What would settle it

A text-only pretrained model that reaches 95 percent accuracy on the PIQA test set without any additional physical simulation or sensory data.

read the original abstract

To apply eyeshadow without a brush, should I use a cotton swab or a toothpick? Questions requiring this kind of physical commonsense pose a challenge to today's natural language understanding systems. While recent pretrained models (such as BERT) have made progress on question answering over more abstract domains - such as news articles and encyclopedia entries, where text is plentiful - in more physical domains, text is inherently limited due to reporting bias. Can AI systems learn to reliably answer physical common-sense questions without experiencing the physical world? In this paper, we introduce the task of physical commonsense reasoning and a corresponding benchmark dataset Physical Interaction: Question Answering or PIQA. Though humans find the dataset easy (95% accuracy), large pretrained models struggle (77%). We provide analysis about the dimensions of knowledge that existing models lack, which offers significant opportunities for future research.

Editorial analysis

A structured set of objections, weighed in public.

Desk editor's note, referee report, simulated authors' rebuttal, and a circularity audit. Tearing a paper down is the easy half of reading it; the pith above is the substance, this is the friction.

Referee Report

2 major / 3 minor

Summary. The paper introduces the PIQA benchmark for physical commonsense reasoning, consisting of crowdsourced multiple-choice questions about everyday physical tasks and interactions. It reports that humans achieve 95% accuracy on the dataset while large pretrained language models reach only 77%, and provides an analysis of the specific dimensions of physical knowledge (such as affordances and dynamics) where current models are deficient.

Significance. If the dataset construction successfully isolates physical reasoning requirements from textual artifacts, the work is significant for natural language understanding research. It directly demonstrates the impact of reporting bias in text corpora on learning physical commonsense and supplies both a reusable benchmark and targeted error analysis that can guide future efforts to integrate world knowledge into pretrained models. The release of the dataset and the human-model gap constitute clear contributions.

major comments (2)

[§3] §3 (Dataset Construction): The central claim that the 18-point human-model gap reflects missing physical interaction knowledge rather than statistical cues requires explicit validation that incorrect options lack exploitable lexical, syntactic, or co-occurrence signals. The description of crowdsourcing physical tasks and generating alternatives does not include quantitative checks such as n-gram overlap statistics, bag-of-words baseline performance, or adversarial filtering results that would rule out reporting bias exploitation by pretrained models.
[§5] §5 (Analysis of Model Deficiencies): While the paper discusses dimensions of missing knowledge, the error analysis does not quantify the proportion of model errors attributable to genuine physical reasoning failures versus potential dataset artifacts (e.g., option plausibility detectable from text alone). This weakens the claim that the benchmark offers clear opportunities for future research on specific knowledge gaps.

minor comments (3)

[Table 1] Table 1: Model accuracy numbers should include standard deviations across multiple random seeds or runs to establish robustness of the reported 77% ceiling.
[Figure 2] Figure 2: The visualization of knowledge dimensions would benefit from explicit mapping to example PIQA questions to make the analysis more concrete for readers.
Related Work section: Consider adding a brief comparison to contemporaneous physical reasoning benchmarks to clarify PIQA's distinct contribution.

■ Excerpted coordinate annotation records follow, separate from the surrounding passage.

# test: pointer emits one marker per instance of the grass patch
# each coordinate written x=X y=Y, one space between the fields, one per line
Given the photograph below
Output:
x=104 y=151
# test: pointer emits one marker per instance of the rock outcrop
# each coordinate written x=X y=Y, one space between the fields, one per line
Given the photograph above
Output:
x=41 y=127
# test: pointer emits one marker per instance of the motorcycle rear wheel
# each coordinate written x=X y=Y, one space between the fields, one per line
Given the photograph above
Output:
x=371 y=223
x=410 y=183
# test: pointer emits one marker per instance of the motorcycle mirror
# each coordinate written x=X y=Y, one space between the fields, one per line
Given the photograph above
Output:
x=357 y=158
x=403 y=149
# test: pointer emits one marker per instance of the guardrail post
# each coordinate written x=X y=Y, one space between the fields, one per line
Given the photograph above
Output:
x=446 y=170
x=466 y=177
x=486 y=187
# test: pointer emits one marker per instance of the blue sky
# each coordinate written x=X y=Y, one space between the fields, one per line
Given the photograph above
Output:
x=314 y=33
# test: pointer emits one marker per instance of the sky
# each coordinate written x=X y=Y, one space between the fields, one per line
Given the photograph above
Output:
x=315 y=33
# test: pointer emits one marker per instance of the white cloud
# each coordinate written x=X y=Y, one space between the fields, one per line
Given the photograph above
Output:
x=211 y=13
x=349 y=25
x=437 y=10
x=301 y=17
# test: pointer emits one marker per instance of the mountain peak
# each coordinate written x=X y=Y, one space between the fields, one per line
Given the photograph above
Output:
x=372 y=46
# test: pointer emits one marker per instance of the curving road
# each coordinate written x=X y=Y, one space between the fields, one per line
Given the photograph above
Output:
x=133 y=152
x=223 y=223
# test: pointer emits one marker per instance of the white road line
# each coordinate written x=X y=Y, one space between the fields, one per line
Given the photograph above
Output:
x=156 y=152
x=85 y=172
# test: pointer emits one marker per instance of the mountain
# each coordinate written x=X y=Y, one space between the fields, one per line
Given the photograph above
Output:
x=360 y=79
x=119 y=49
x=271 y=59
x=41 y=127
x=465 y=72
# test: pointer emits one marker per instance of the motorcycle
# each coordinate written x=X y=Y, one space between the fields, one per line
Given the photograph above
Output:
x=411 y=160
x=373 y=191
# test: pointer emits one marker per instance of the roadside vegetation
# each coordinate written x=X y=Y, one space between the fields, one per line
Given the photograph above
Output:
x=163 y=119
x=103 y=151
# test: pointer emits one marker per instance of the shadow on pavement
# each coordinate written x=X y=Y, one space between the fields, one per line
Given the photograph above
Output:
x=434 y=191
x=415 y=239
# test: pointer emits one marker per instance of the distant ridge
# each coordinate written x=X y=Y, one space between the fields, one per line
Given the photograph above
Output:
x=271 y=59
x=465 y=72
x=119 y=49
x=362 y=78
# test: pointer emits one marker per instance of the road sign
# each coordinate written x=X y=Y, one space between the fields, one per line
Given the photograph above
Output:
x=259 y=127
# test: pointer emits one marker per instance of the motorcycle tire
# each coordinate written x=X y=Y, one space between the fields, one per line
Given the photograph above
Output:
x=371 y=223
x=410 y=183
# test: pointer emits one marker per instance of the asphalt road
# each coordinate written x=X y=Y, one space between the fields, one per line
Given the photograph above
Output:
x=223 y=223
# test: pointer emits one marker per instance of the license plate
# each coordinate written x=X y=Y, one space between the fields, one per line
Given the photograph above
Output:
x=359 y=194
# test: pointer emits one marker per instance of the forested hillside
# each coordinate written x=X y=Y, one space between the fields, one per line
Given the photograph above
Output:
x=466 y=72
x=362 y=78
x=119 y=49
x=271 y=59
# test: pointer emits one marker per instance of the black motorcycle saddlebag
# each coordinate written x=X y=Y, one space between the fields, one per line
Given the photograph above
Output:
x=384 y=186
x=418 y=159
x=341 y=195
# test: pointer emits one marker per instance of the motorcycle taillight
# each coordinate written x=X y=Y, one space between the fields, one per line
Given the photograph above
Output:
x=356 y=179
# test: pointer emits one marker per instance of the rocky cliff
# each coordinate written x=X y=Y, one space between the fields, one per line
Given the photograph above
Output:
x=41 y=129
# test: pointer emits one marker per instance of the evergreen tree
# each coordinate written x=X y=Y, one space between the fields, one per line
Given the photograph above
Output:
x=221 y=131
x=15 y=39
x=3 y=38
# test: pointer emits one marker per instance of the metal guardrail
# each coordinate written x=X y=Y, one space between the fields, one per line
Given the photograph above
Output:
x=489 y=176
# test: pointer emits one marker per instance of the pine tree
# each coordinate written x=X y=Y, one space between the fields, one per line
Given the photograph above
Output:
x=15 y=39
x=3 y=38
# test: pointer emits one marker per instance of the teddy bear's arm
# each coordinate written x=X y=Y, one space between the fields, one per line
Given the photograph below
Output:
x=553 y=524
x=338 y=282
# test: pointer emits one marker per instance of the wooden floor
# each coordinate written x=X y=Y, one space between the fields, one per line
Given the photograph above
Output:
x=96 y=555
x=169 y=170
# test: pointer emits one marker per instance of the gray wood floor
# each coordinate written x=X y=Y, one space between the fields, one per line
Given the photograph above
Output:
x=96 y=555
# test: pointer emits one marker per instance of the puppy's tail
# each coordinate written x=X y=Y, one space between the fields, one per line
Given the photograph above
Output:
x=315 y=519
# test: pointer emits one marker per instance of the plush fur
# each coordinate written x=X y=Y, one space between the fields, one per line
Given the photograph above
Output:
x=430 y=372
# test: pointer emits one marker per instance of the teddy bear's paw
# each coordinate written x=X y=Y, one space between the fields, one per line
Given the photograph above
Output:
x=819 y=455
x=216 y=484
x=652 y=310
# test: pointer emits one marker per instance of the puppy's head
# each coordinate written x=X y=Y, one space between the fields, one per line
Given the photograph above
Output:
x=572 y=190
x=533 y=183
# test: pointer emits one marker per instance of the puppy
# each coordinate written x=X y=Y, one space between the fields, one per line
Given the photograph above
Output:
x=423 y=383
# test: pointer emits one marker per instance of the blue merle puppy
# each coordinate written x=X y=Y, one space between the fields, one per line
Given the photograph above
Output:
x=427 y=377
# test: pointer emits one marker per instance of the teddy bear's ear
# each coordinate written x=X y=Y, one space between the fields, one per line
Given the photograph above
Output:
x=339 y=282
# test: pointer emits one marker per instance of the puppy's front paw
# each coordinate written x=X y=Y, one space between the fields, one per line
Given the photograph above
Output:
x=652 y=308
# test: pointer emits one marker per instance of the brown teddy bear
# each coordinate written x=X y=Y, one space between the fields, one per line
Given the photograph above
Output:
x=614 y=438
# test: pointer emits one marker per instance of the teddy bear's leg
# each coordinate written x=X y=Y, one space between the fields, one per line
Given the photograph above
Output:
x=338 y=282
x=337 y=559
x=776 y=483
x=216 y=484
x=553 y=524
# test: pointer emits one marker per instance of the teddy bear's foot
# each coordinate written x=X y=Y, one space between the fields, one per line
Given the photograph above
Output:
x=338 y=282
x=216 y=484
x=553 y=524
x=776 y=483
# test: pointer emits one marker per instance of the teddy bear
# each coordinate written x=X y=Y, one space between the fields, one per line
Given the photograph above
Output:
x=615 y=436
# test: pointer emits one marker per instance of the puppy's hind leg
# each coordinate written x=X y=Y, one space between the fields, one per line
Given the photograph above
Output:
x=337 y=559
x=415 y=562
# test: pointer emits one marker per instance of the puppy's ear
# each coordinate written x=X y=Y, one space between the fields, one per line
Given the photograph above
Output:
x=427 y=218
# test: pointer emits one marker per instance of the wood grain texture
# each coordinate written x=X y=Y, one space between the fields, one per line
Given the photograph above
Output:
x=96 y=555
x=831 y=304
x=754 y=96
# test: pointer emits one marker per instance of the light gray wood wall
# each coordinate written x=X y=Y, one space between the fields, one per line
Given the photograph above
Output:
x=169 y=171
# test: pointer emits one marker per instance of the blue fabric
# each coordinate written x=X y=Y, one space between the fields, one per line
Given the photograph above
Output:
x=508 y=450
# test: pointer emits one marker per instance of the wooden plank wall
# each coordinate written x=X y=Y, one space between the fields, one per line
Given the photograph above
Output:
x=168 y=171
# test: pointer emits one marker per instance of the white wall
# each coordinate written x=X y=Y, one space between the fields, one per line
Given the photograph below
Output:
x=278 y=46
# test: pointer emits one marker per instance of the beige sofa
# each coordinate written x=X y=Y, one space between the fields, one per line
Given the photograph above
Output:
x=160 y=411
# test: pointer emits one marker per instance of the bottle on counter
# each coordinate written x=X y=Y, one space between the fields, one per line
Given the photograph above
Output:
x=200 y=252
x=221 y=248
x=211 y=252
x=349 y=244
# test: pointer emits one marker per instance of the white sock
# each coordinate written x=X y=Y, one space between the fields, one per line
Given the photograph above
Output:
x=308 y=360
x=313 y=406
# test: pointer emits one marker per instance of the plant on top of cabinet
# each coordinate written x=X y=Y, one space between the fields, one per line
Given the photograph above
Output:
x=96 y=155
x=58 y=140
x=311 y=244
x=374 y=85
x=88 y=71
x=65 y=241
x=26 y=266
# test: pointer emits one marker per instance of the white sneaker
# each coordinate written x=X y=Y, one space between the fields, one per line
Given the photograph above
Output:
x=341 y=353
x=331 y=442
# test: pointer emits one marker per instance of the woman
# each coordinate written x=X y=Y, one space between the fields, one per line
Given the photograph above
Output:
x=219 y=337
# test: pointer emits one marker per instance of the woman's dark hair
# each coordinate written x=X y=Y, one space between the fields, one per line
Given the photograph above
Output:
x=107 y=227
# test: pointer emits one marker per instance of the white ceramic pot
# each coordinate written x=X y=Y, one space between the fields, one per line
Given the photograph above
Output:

Simulated Author's Rebuttal

2 responses · 0 unresolved

We thank the referee for their constructive comments, which highlight important aspects of validating the PIQA benchmark's focus on physical commonsense. We address each major comment below and describe the corresponding revisions to the manuscript.

read point-by-point responses

Referee: §3 (Dataset Construction): The central claim that the 18-point human-model gap reflects missing physical interaction knowledge rather than statistical cues requires explicit validation that incorrect options lack exploitable lexical, syntactic, or co-occurrence signals. The description of crowdsourcing physical tasks and generating alternatives does not include quantitative checks such as n-gram overlap statistics, bag-of-words baseline performance, or adversarial filtering results that would rule out reporting bias exploitation by pretrained models.

Authors: We agree that quantitative checks are needed to strengthen the claim that the gap arises from missing physical knowledge rather than exploitable textual signals. The original manuscript emphasized the crowdsourcing protocol but omitted these metrics. In the revision, we have added n-gram overlap statistics between correct and incorrect options (showing minimal differences), a bag-of-words baseline achieving only ~55% accuracy, and results from a simple adversarial filtering pass. These are now reported in the updated §3 to better rule out statistical artifacts. revision: yes
Referee: §5 (Analysis of Model Deficiencies): While the paper discusses dimensions of missing knowledge, the error analysis does not quantify the proportion of model errors attributable to genuine physical reasoning failures versus potential dataset artifacts (e.g., option plausibility detectable from text alone). This weakens the claim that the benchmark offers clear opportunities for future research on specific knowledge gaps.

Authors: We acknowledge that a quantitative breakdown of error sources would make the analysis more robust. Fully automated separation of physical failures from textual artifacts is difficult without additional targeted annotations. We have therefore expanded §5 with a manual review of 200 model errors, categorizing them into physical knowledge gaps (affordances, dynamics, etc.) versus potential artifacts, with approximate proportions reported. This provides a clearer, if partial, quantification while preserving the discussion of targeted future research directions. revision: partial

Circularity Check

0 steps flagged

No circularity: empirical benchmark paper with direct accuracy measurements and no derivations or self-referential predictions

full rationale

The paper introduces the PIQA dataset for physical commonsense reasoning and reports direct evaluation results (models at 77%, humans at 95%) along with analysis of model shortcomings. No mathematical derivations, equations, fitted parameters, or predictions that reduce to inputs by construction appear in the provided text or abstract. Results stem from straightforward accuracy measurements on a newly collected crowdsourced dataset rather than any self-definitional loop, fitted-input prediction, or load-bearing self-citation chain. The work is self-contained as an empirical benchmark without circular reductions.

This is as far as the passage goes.